Home Energy assets adani: Why are power packs not at the forefront of India’s energy transition?

adani: Why are power packs not at the forefront of India’s energy transition?


In recent months, the biggest players in the Indian private sector have made ambitious clean energy commitments. India Ltd announced cleantech investments worth Rs 75,000 crore; ArcelorMittal pledged Rs 19,000 crore for solar power; and Green raised Rs 9,570 crore in debt financing. Supported by Indian billionaires, these announcements herald a new chapter in the expansion of clean energy in our country. But why are our public energy companies (PSUs) not also at the forefront of India’s energy transition?

PSUs continue to play a vital role in India’s energy sector and the economy in general. Power supplies in the energy sector represent seven of India’s 10 Maharatnas, companies with annual sales of over Rs 25,000 crore. More than 50 percent of the country’s electricity production is owned by the state. Only two PSUs produce around 90 percent of the country’s coal production. State-owned petroleum marketing companies are responsible for 57 percent of refining and almost all retail distribution. Since independence, these companies have been nationally built vehicles, creating millions of jobs and generating revenue for the government. But as the world moves away from fossil fuels, India’s energy majors unfortunately continue to invest in it.

A recent report by the International Institute for Sustainable Development (IISD) and the Energy, Environment and Water Council (CEEW) estimated that the seven major energy-related Maharatnas have invested in 183 projects with a total value of Rs 2.4 lakh crore between FY14 and FY20. However, their total investments in renewable energy (excluding large hydropower plants) were only Rs 25,000 crore, ten times less than their investments in fossil fuels.

In addition, these seven PSUs had a combined capital expenditure (CAPEX) of 1.4 lakh crore INR in fiscal year 20 alone. Although a breakdown of this CAPEX is not available, public announcements indicate that it is largely spent on expenses related to coal mining, oil and gas exploration and refining, and the production of coal. ‘thermal energy.

Winds of change

Some PSUs have recognized the need to adapt and have started to respond. The most notable example is NTPC Limited, which has arguably the best business case for diversification and has set a target of 60 GW of net renewable energy capacity by 2032. Likewise, GAIL has a target of reduction in greenhouse gas emissions and Coal India Ltd. is considering getting into the manufacture of solar wafers. Green hydrogen has also aroused the interest of Indian petroleum marketing companies. For example, the Indian Oil Corporation (IOCL) has announced plans to build the country’s first green hydrogen plant at its refinery in Mathura.

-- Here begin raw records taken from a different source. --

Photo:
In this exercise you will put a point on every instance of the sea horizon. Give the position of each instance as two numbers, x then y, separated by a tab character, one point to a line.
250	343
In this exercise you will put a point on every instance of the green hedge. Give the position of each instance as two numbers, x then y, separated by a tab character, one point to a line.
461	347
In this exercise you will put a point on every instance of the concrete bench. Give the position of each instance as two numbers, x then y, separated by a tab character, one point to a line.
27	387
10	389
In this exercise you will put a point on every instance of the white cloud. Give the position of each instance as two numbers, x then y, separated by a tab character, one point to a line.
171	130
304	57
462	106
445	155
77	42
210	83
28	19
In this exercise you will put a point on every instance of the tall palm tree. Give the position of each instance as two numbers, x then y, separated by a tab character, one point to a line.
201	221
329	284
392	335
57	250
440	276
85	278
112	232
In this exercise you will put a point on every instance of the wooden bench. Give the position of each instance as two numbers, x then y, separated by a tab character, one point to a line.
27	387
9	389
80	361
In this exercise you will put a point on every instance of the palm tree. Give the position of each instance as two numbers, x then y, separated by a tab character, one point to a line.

Yet PSUs show much less ambition than their private sector competitors and risk falling behind. If India is to achieve its national energy transition and decarbonization goals, the PSUs must step in with significant commitments in favor of clean energy. There is also a business case for doing so.

First, energy PSUs should benefit from their strong balance sheets, which allow them to raise capital at favorable rates. They should also keep in mind that global investment trends have started to shift away from fossil-intensive projects. The UK has decided to stop funding overseas fossil fuel projects, and the US is looking to follow suit. The world’s largest fund manager, Blackrock, has announced plans to divest from fossil fuel-related assets and place sustainability at the heart of its business model. These developments indicate that companies with fossil-intensive portfolios will find it increasingly difficult to access foreign capital.

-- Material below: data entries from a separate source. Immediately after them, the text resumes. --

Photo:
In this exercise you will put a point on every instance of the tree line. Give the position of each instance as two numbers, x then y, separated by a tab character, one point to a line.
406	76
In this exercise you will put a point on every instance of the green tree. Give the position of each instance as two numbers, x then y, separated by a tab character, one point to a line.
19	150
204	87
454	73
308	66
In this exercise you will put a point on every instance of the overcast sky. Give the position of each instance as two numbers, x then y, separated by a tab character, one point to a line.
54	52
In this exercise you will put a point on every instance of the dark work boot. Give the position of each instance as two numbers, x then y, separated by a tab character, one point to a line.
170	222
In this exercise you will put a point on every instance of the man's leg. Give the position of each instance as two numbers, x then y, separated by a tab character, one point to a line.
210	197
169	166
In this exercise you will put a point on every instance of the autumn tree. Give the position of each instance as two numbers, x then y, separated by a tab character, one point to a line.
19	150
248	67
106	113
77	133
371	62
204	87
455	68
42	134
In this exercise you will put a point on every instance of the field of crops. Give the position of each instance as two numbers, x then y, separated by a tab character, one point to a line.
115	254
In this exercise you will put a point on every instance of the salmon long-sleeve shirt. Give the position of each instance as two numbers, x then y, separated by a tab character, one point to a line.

Second, energy PSUs that fail to divest themselves quickly enough are likely to struggle with abandoned fossil fuel assets, face increased capital costs, and experience declining returns. They could also lose opportunities to attract lucrative environmental, social and governance investment funds, which are expected to reach a value of 350 lakh crore INR globally by 2025.

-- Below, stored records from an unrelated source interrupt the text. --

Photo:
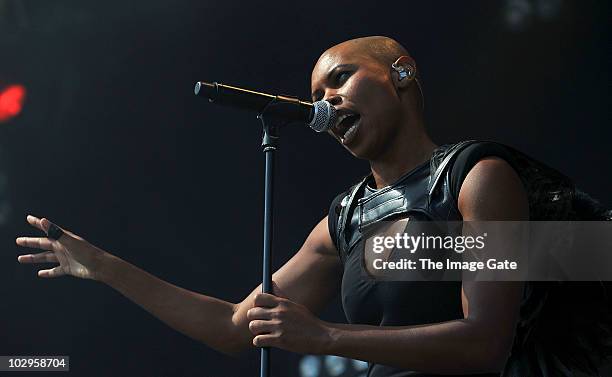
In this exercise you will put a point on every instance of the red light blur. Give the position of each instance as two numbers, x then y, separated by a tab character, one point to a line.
11	101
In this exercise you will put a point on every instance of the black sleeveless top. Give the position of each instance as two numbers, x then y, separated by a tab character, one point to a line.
401	303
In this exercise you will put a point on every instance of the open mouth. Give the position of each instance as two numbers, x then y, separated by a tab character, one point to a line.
346	127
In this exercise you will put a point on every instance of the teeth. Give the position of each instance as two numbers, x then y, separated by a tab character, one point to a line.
341	118
350	132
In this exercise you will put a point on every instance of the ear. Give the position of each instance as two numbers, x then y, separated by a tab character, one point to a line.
403	71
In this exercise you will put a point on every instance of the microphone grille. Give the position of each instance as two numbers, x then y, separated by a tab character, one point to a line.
324	116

Third, energy PSUs have a mandate to deliver socially desirable outcomes, a requirement that sets them apart from their private sector peers. Since their inception and until recently, the PSUs have received priority access to natural resources in return for the promise of improving the quality of life of Indian citizens. Their business decisions will continue to affect the lives of millions of people.

The central government has a key role to play in persuading the PSUs to increase investment in clean energy. He has already asked them to increase their capital spending to support India’s economic recovery after COVID-19. But it must also provide a clean energy mandate in line with national goals, with an emphasis on actively reducing dependence on fossil fuels and developing new technologies such as green hydrogen, offshore wind. and clean non-fossil cooking.

No state-owned enterprise in a developing economy has successfully navigated the ongoing transition to a low-carbon future. But that should inspire rather than deter India’s energy PSUs. They have the social capital, political access and financial strength to become world leaders in the energy transition.